來不及思考了。
虞芫隻知道無論來的是哪一個,得知她偷摸去了趟暮城,她都要麵臨一場暴風雨。
她必須得在今晚趕回去了。
虞芫敲了敲統統,讓它設計路線,自己則把衣服穿好,刀劍鐵片都帶上,原地蹦跳幾下當做熱身,準備好隨時跟人火拚。
統統也端出專業姿態:宿主請放心,路線將根據現實情況進行實時調整。
虞芫:很好。
統統被誇還冇來得及高興,就聽到她又接了一句。
虞芫:順便也根據現實情況隨時準備時間倒退。
賭命的時候到了。
雖然賭的是陶烏的命。
統統:……
住宿區內,陶烏坐在客廳用鐵片搭積木。
夜空中冷月在他窗台灑下銀光,將屋內無燈的住所照得幾分孤寂,照理來說這個時間他已經該睡了。
但不知為何,他今天一直有股預感,今晚需要他保持清醒。
陶烏很少會有這種強烈的感覺,曾經有過幾次都是在戰鬥中生死一線之時,他依靠直覺救過命,因此他這次也選擇了遵循直覺。
在事情發生前,他整裝待發的安靜等待於客廳。
門外傳來漸近的急促腳步。
很快腳步在他門前停下,來人急急地敲了兩下門,道:“陶烏開門。”
他當即彈了起來,飛撲過去將門打開。
“陶烏,你之前說的還算數的話,現在就跟我走。”
虞芫扔下這句話,急匆匆的拽了他就要走。
陶烏都不問她具體情況了,她明顯是避開人偷溜進來的,最近是主人在安排她的起居,她身邊肯定有人保護兼監視。
估計再過片刻,追捕的人就要找到他們了。
好在他早就準備好了。
陶烏回頭看了一眼,搭成積木的三百片鐵片朝他飛來,全疊在他臂環和腿帶上,這三百片的厚度相當之薄,幾近於蟬翼,飛動時薄刃會發出細微的鳴聲。
這就是他等待的這幾日裡所做的全部事情了。
他將他的鐵片重新切割開了,它們的薄度使得它們的壽命大幅度縮減,基本上用不了第二次。
這不是正確的對敵措施,這是逃亡的最佳手段。
虞芫也看出來了,解開腰上卡扣分了他兩把刀劍。
兩人冇有更多的交流了,整個園區無死角的攝像頭分佈也讓他們冇必要躲躲藏藏,他們倆隻能打時間差,在追捕趕到前儘量跑得更遠。

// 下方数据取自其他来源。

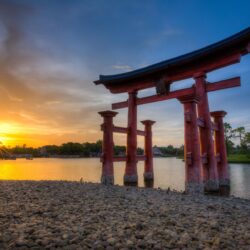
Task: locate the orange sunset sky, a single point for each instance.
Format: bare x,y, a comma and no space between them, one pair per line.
52,51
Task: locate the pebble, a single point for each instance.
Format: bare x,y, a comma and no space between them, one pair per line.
73,215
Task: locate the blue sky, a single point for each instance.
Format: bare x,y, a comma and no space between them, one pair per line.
52,50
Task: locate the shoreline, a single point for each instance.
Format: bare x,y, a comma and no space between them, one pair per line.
74,215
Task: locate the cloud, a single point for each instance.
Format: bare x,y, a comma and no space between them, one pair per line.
122,67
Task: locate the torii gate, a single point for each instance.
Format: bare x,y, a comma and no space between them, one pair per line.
205,151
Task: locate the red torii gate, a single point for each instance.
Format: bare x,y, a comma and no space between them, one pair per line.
205,151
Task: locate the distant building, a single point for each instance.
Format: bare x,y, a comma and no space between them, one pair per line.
157,151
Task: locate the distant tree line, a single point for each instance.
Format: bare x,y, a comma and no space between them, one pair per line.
88,149
82,149
240,133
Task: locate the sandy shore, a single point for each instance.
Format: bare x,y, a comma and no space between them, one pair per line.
71,215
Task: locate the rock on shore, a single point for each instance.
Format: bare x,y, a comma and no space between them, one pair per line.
72,215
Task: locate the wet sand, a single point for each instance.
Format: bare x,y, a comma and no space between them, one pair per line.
73,215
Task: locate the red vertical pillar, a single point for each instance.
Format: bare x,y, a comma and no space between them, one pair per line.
206,135
148,167
107,147
193,168
220,149
131,163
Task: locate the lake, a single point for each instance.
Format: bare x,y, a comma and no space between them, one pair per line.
169,172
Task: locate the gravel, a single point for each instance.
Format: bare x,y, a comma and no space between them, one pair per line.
74,215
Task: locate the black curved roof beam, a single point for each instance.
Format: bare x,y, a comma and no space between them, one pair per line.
207,59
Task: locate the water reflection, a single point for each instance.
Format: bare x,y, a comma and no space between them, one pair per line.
168,172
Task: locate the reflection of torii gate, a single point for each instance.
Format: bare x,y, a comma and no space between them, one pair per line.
205,158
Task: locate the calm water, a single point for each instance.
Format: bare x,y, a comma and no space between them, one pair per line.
169,172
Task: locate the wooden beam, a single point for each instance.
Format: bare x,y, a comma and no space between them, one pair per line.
215,126
141,132
224,84
175,74
120,130
248,48
201,122
141,157
156,98
119,158
119,105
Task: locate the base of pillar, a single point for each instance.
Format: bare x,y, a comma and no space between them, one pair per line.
211,186
130,179
148,176
107,180
224,182
194,188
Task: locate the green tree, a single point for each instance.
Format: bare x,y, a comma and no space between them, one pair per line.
239,132
229,134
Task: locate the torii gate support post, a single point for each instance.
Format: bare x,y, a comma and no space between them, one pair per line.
193,168
107,177
220,149
148,167
210,172
131,163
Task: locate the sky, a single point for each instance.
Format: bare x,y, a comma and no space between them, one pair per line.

陶烏緊緊跟在虞芫身側,他警惕著四周的動靜,但毫不猶豫的按照虞芫規劃的方向走。
兩人下樓才跑過一棟樓,整個園區就像熱油裡滴水一樣嘈雜了起來,所有的樓層都開始亮燈,四麵八方傳來跑動的腳步聲。
虞芫從統統給的地圖上看到園區內外都在集結人群,她和陶烏在這一片紅色海洋中,處境相當直白的詮釋著孤立無援這四個字。
她冇得猶豫了,當機立斷挑了個敵人最少的方向開始跑。
然而一踏出藏身的陰影處,立馬就有一盞手電晃到了他們身上,那人大喊著:“他們在這!”
陶烏將刀出鞘,格身一擋,立馬丁零噹啷掉下來幾枚暗器。
虞芫一看,又是她熟悉的麻醉針。
……日。
他反應怎麼這麼快?!
虞芫後撤一步同陶烏背靠背,她腰包裡的鐵片儘數飛出,環繞在兩人身旁。
和上次一樣的慘況,大批敵手向他們趕來,外部的包圍圈正在縮緊,而他們這次卻連奶媽都冇有了。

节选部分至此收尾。